You can also discourage bees from nesting around your home by:

 

  • Sealing up access points to your roof void and wall cavities where bees may enter.
  • If you have a hive removed, clear out any remaining wax and comb.  It has a strong smell which can attract more bees into the area.
  • Eliminate clover from your lawn – the flowers attract bees which we can step on, resulting in a sting.
  • Consider the kinds of flowers that you plant in your garden – certain types are less attractive to bees.  Ask your local nursery for advice.
  • Bees collect water and carry it back to their hive to help keep it cool.  Eliminate any water sources around your yard to discourage thirsty bees.

 

Bee Removal – Bee Control

1300 Pest Control treatments are environmentally friendly, child and animal safe and can be specifically tailored to suit your needs.

Bees in Wall Cavities: Bees in Roof:

When a problem hive needs to be eliminated, a fast knockdown, professional pest control treatment may need to be used.  Generally we are only called for Bee Colony Removal if Bees have nested in-between wall cavities and in roof voids or where the situation could be a concern for public health such as in school buildings and other public places.

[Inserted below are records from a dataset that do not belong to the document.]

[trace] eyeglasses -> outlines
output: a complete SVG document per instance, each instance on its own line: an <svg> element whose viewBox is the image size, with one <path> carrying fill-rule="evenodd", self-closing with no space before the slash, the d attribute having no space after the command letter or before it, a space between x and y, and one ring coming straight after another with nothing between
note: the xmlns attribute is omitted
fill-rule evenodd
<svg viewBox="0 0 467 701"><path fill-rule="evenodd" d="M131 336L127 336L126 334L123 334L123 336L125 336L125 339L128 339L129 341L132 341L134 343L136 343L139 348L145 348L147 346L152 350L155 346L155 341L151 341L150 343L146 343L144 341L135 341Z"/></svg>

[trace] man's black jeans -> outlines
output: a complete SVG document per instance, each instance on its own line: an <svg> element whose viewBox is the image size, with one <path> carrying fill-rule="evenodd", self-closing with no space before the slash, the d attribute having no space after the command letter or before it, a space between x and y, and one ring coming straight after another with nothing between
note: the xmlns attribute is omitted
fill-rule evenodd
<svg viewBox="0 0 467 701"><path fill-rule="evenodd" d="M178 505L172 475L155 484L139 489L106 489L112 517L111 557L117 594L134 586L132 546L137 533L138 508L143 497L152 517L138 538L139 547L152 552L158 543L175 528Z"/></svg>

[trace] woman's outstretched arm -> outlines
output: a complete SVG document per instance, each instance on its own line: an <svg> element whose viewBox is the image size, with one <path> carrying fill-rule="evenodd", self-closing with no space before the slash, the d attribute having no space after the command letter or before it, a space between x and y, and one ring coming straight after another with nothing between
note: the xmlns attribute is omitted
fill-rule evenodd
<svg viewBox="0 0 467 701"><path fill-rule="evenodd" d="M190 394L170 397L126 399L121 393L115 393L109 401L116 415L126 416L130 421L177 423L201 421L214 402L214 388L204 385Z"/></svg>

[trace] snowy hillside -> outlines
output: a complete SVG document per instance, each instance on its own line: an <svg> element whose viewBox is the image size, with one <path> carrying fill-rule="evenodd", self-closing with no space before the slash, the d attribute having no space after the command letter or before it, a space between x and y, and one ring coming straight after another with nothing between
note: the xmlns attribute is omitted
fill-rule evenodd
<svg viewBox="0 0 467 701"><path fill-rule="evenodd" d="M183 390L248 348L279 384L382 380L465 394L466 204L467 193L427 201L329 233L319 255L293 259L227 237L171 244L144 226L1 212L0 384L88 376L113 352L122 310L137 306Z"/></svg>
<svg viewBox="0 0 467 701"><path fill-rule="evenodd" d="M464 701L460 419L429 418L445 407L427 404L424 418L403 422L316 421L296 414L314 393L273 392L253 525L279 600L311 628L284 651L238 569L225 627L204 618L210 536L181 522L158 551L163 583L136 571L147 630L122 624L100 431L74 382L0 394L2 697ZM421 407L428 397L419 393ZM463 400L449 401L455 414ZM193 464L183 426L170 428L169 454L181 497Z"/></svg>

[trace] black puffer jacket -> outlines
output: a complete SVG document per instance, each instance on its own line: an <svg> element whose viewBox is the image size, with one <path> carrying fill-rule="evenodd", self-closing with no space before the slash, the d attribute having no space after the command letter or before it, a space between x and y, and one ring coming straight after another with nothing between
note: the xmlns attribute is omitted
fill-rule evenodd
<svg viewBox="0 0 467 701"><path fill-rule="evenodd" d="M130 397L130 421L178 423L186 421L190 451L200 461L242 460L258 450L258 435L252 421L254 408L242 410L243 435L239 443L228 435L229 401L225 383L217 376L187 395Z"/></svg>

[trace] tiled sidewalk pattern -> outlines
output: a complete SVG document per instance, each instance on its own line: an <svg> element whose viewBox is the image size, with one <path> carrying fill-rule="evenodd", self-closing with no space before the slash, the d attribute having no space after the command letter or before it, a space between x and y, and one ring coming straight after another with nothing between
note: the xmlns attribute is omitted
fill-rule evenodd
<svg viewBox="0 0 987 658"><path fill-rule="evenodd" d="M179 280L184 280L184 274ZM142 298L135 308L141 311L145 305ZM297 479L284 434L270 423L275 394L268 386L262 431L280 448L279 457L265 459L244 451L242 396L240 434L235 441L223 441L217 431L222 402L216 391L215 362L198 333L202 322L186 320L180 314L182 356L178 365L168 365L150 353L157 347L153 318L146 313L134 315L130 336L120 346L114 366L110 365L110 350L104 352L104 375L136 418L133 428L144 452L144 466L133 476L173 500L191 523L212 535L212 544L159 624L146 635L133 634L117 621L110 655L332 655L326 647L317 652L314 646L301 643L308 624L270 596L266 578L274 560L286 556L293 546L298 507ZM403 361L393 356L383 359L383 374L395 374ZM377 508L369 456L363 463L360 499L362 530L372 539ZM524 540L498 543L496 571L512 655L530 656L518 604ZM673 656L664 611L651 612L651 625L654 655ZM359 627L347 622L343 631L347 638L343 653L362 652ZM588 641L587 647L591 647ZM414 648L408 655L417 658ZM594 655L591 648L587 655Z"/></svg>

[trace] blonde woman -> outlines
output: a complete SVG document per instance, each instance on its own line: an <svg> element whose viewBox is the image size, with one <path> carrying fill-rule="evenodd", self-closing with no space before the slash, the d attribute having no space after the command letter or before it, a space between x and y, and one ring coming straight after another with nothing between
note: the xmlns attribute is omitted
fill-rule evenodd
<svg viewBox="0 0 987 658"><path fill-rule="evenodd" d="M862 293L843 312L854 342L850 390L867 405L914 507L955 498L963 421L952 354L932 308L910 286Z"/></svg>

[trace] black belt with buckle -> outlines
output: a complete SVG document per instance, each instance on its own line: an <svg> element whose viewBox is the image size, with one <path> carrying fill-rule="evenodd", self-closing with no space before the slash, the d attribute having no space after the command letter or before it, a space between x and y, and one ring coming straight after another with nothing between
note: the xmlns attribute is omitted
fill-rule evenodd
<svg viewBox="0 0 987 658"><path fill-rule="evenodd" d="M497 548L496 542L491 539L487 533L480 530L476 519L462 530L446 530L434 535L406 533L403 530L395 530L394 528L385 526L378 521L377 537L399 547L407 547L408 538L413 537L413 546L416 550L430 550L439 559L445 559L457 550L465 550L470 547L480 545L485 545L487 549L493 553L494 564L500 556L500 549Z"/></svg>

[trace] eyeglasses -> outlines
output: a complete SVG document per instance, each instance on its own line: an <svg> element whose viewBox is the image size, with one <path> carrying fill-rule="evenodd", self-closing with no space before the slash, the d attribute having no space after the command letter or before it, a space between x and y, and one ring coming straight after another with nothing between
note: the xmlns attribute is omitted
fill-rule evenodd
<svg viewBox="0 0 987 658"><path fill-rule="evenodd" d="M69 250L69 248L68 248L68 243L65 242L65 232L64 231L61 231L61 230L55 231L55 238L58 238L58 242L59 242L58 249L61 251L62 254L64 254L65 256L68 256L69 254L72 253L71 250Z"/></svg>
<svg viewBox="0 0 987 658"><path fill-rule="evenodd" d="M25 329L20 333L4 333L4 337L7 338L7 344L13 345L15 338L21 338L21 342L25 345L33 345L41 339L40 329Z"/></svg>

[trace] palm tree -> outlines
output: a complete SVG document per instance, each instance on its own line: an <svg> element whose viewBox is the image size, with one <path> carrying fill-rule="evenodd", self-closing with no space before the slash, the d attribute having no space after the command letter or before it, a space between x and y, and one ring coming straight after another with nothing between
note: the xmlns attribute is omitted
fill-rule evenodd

This will kill the bees quickly and efficiently, removing any risk to your family and pets.  We can also assess a situation and liase with bee catchers & bee keepers where possible, particularly when it comes to Australian Native Bees. In any case it is best to consult with a professional first, a Pest Controller or Beekeeper instead of trying to deal with a hive removal yourself.

 

Interesting Fact on Bees

Honeybees are often preyed upon by hornets.  Rather than wasting their stings, one species of honeybee will “microwave” their wasp enemies.  Working as a team, hundreds of bees will grasp the hornet and smother it with their bodies, forming a huge buzzing ball.  Their body movements quickly generate a lot of heat – up to 47 degrees!  But while honeybees can withstand these high temperatures, hornets can’t and will quickly die.